Understanding a Negative Return

A negative return is most commonly utilized when referring to an investment. Investors allocate capital to certain securities they believe will appreciate based on their research, whether that be fundamental research or technical research.

If the securities they choose appreciate in value, they will have a positive return. Conversely, if the securities depreciate in value, resulting in a loss, they will have a negative return on their investments. Investors can offset the losses in a portfolio against the gains to reduce their capital gains tax. Return on investment (ROI) is a financial metric often used to calculate an individual's returns.

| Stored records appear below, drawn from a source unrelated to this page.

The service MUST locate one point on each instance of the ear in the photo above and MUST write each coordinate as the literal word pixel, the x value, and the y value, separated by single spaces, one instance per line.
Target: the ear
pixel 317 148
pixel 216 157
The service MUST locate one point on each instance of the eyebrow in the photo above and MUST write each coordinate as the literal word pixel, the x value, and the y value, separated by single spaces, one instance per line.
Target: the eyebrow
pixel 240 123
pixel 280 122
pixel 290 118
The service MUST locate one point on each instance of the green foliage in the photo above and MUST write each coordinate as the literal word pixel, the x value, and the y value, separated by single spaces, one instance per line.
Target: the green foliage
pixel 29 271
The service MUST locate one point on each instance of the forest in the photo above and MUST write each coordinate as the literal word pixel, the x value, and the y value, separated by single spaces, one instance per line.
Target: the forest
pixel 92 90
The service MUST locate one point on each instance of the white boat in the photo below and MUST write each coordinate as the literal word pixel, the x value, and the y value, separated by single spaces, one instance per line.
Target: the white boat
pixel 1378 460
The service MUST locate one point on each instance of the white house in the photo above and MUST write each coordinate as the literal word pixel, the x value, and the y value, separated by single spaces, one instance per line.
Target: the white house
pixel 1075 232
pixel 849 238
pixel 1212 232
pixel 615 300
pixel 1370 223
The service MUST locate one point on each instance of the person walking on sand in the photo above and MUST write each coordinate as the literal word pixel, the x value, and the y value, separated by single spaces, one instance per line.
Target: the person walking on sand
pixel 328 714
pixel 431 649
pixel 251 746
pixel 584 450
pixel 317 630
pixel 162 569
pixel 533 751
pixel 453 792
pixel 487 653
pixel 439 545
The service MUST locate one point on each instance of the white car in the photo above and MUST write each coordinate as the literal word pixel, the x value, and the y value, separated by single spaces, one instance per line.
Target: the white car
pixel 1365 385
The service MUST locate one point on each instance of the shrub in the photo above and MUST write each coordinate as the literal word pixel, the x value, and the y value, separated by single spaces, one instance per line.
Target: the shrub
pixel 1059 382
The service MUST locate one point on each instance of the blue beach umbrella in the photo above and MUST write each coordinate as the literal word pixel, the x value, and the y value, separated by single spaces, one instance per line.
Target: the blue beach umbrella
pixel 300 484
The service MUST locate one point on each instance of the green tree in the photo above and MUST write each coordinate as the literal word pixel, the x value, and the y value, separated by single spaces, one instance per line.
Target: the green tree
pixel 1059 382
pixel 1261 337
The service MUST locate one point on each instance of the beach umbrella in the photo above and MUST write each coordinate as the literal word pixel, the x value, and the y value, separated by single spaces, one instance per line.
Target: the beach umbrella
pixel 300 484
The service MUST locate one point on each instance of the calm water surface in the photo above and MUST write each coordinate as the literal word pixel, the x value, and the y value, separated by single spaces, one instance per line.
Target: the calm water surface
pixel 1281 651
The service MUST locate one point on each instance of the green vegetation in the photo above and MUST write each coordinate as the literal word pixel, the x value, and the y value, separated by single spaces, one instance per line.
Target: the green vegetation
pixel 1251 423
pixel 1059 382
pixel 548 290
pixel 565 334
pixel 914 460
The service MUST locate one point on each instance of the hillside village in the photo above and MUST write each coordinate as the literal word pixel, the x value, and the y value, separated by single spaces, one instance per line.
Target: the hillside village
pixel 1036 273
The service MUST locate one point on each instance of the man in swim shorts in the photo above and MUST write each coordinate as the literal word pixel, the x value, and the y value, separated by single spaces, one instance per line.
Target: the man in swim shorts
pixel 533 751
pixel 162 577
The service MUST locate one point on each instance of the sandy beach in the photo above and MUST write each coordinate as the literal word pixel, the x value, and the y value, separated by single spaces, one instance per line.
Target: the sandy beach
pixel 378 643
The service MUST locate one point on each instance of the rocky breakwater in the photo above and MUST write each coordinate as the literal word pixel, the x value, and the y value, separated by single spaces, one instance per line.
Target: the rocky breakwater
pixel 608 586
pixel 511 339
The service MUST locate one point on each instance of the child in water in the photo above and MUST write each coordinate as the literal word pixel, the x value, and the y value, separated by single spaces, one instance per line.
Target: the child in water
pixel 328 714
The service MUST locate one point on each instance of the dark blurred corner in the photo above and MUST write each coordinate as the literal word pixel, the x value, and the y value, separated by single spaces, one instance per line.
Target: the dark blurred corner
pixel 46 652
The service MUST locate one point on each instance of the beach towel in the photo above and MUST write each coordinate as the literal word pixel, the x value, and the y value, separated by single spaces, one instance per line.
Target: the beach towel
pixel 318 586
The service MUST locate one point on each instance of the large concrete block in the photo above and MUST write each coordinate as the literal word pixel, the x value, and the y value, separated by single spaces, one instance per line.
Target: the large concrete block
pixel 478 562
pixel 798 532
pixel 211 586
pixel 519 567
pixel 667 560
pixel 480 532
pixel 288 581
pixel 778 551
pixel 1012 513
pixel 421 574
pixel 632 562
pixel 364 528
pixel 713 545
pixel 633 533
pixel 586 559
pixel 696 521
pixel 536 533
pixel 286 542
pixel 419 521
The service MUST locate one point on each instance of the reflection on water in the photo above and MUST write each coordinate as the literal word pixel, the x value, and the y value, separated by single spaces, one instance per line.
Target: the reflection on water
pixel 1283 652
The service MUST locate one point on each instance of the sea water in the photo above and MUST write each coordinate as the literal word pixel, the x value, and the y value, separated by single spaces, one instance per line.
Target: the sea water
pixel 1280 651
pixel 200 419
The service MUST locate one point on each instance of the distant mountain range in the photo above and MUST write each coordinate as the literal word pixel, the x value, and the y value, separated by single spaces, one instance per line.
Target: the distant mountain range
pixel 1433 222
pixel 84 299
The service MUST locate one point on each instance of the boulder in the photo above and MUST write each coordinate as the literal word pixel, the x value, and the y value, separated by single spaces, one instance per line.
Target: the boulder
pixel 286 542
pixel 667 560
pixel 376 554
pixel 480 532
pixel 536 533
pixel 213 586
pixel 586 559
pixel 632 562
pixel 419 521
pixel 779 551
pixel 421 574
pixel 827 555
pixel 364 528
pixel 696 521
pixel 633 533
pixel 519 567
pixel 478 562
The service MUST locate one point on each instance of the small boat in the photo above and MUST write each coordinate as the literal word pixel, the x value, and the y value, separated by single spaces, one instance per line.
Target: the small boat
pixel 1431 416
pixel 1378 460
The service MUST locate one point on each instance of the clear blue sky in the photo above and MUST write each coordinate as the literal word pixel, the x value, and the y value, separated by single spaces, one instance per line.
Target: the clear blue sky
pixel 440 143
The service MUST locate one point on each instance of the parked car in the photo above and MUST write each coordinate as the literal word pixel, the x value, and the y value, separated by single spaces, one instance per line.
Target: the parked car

Negative Returns in Business

Negative returns can also be used to refer to the profit or loss of a business in a specific period. For example, if a company generated $20,000 in revenue but had $40,000 in costs, it would then have a negative return.

Some businesses report a negative return during their early years because of the amount of capital that initially goes into the business to get it off the ground. Spending a lot of money/capital when not bringing in any revenue will lead to a loss. New businesses generally do not begin making a profit until after a few years of being established.

Investors in a company will be willing to stick around if they know that the company has the potential to quickly turn its negative return into a positive return and bring in high profits, sales, or asset turnover.

However, if a business is continuously experiencing negative returns without a solid business plan to turn operations around, then investors may lose faith in the company. This can result in a decrease in a company's share price as well as difficulty in obtaining financing. Continuous negative returns in business will lead to bankruptcy.

Negative Returns on Projects

Negative returns can also be used in relation to projects that companies invest in, usually requiring debt financing. For example, a company decides to purchase new equipment to expand its business and borrows money to do so. If the interest rate on the loan used to buy the equipment is higher than the returns the company is receiving from the new equipment, it will have experienced a negative return on that capital investment.

Example of a Negative Return

Assume Charles received $1,000 as a gift and wants to invest that money. He does research on a few stock suggestions provided to him by his friend. He decides to invest in two stocks equally: Company ABC and Company XYZ. He buys $500 of each stock.

After one year, Charles looks at his portfolio. He sees that Company ABC has appreciated in value to $600 while Company XYZ has depreciated in value to $200. While he has a positive return on Company ABC he has a negative return on Company XYZ. Also, his overall portfolio has a negative return of $200. The invested value was $1,000 and the current value is $800.

These are unrealized gains and losses and Charles can either continue holding the stocks or sell them. If he sells them the loss on Company XYZ is tax-deductible on the gains of Company ABC, reducing Charle's capital gains tax.